A dove with an olive branch in its core represents the symbol of peace. The dove of peace encompasses all the countries of the world and is a sign that was adopted once the Second World War ended.
But this symbol is much older, since already in the Bible appears for the first time in the story of Noah’s Ark, being responsible for seeing what was the state of the world after the universal flood.
There it is written that Noah released a pigeon to check if there was solid ground, after the flood, and it returned with an olive branch in its beak and a message: “God was again at peace with men.” Then we could say that this sign was adopted that was already part of history to symbolize peace between countries.

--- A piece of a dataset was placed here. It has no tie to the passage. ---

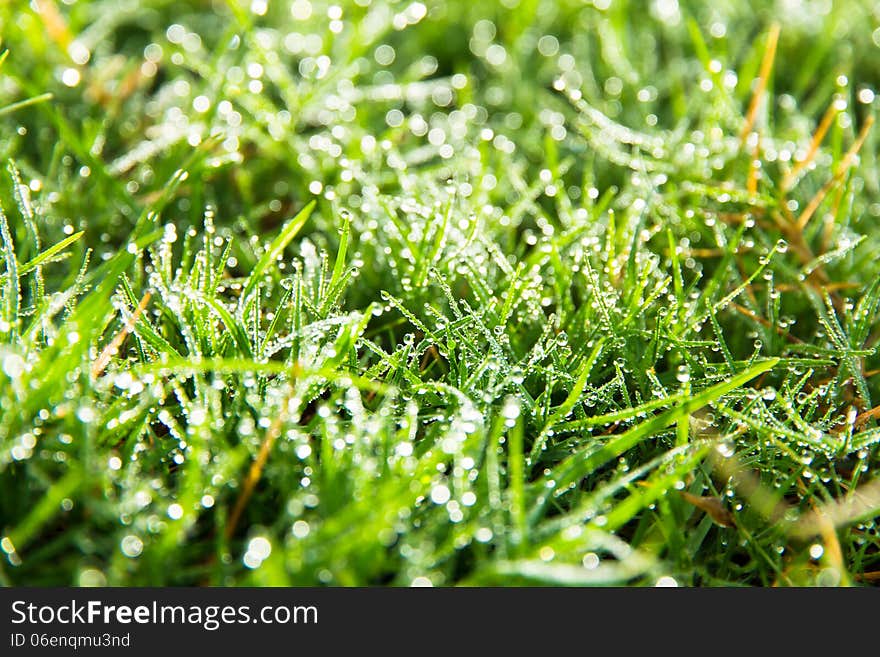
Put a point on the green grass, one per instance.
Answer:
(381, 293)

In 1949, the painter Pablo Picasso participated in the World Congress for Peace and designed the poster of the congress with the lithograph of a dove resting on the ground and then drew another with the dove flying with the olive branch in its beak. Then the dove of peace became popular and spread everywhere.

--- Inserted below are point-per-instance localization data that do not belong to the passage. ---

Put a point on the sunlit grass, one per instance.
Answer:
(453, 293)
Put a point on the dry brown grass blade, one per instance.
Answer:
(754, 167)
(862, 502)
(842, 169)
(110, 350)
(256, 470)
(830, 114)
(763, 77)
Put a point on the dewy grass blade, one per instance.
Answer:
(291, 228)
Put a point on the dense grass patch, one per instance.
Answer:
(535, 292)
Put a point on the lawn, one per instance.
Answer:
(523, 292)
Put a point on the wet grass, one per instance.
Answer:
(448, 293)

In today’s text we will touch more on the subject of this popular symbol and see how the white dove became a universal symbol for peace and good relations.

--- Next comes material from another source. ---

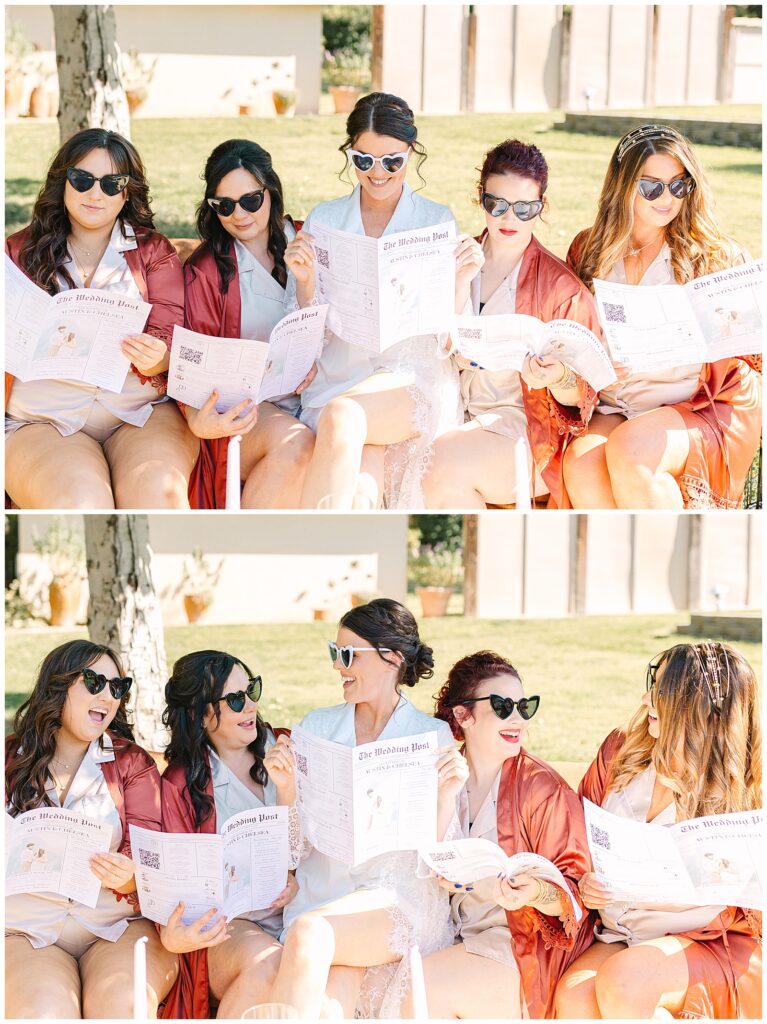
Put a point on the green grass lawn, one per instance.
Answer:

Dove Symbolism in the Past
The dove plays the role of the Good News Ambassador in the biblical Deluge story: A dove left by Noah returns to the ark with a fresh olive branch in his beak (Gen 8, 11 EU).
Already in antiquity pigeons were considered to be particularly pure, because one believed that they did not possess a yellow gall, which was valid after the tenet as the seat of the evil in the human body.
In various Baroque fairy tales, it was pigeons that created peace in the “War of the Birds”. In the late 17th century coins were often stamped with doves and olive branch. The dove thus became the political symbol of peace par excellence.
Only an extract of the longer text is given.